LIPA and Nassau had been in a legal battle for a decade, seeking to lower its tax assessment on the Island Park power plant and Glenwood Landing site. Under Nassau’s proposed deal, LIPA’s tax bill on these properties would be halved over seven years.
North Shore School District, which encompasses Glenwood Landing, Glen Head, Sea Cliff, Brookville and parts of Roslyn Harbor and Greenvale, draws a considerable portion of its budget from LIPA.
About $17.6 million of the district’s $107.8 million budget – or 16.3 percent – comes from the taxed Glenwood Landing site and payments in lieu of taxes from four other properties, according to Superintendent of Schools Peter Giarrizzo.
Under the deal, Giarrizzo said it appears the Glenwood Landing plant and properties would be merged into one PILOT plan. Revenue would then shrink from $17.3 million to about $8.6 million over seven years, with a possibility of extending it another four years “if something happens with the site.”
“Come 21-22, we’re going to have some important decisions to make about how we’re going to make ends meet,” Giarrizzo said.
Giarizzo said that he has reached out to Nassau County Legislators Delia DeRiggi-Whitton and Joshua Lafazan, who represent portions of the district, and state Sen. James Gaughran.
“Once we have more clarity on the numbers, specifically related to the exact settlement, we can know what to ask,” Giarizzo said. “We’re at the point where we don’t have a clear path forward on what’s most helpful to the district.”
Trustees agreed that it would be ideal to reach out to legislators on an individual basis to underscore how important the revenue from LIPA is for sustaining programming and staff in the district.
Trustee Marianne Russo also asked if it is possible to apply for a waiver of the 2 percent tax cap in light of an unexpected change of the tax roll.
Russo also questioned whether or not the claim that a $39.9 million bond proposal was “tax neutral” in light of the LIPA news is still accurate, suggesting “it can’t possibly be neutral if you’re shifting the [tax] base.”
“I think our credibility is on the line,” Russo said, noting that the “base assumptions” have changed and they need to have an honest conversation with the public.
Giarrizzo also said he consulted with counsel on the bond and fiscal advisors to ensure accuracy before sending out informational materials related to the bond.
Board President Sara Jones also said that if the bond is passed, it allows for some flexibility and that taxpayers are protected both by the tax cap and the way the bond is structured.
This is also just the start of a long conversation, she said.
“This is like the tiniest beginning of all the things we have to do to be open, to be transparent, and deal the best we can with preserving our programs and protecting our taxpayers,” Jones said.

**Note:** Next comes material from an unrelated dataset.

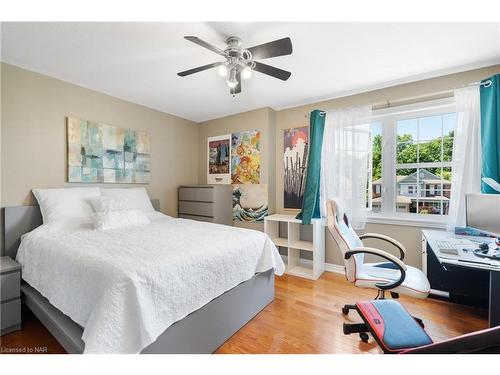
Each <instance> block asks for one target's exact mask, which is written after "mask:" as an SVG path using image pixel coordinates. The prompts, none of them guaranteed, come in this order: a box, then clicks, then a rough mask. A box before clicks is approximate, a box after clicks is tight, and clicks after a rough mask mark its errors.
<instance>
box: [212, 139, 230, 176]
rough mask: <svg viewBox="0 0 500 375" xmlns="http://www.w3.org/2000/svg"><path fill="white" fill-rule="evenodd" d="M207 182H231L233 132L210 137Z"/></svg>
mask: <svg viewBox="0 0 500 375" xmlns="http://www.w3.org/2000/svg"><path fill="white" fill-rule="evenodd" d="M207 160H208V166H207V173H208V174H207V182H208V183H209V184H230V183H231V171H230V168H231V134H226V135H220V136H217V137H210V138H208V158H207Z"/></svg>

In regards to the settlement impact, Board Vice President David Ludmar said it could be helpful to allow the use of reserves in a different way, “go leaner” on spending, and potentially set up a special reserve fund in wake of the LIPA settlement.
“This is a seven-year plan,” Ludmar said of the PILOT. “We’re talking about decades of managing and overseeing a school district for the grandchildren of the people who live here.”

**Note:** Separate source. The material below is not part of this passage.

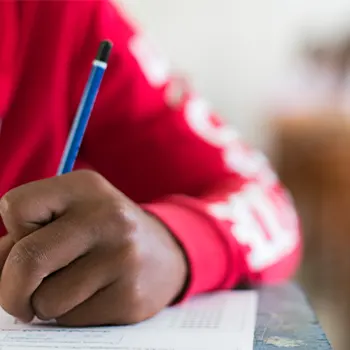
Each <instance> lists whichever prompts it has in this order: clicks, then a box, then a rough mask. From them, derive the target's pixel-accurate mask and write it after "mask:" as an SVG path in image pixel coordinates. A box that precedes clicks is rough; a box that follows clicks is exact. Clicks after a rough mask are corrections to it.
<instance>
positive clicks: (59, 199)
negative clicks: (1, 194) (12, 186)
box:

Giarrizzo said having the ability to tap into other sources may be helpful, but as the total tax levy comes down and they start to use reserves, the impact of that may compound. They would need to find ways to replenish the reserves as possible, he also said, and investigate other streams of revenue.
The full discussion will be available on the school district website by the end of the week.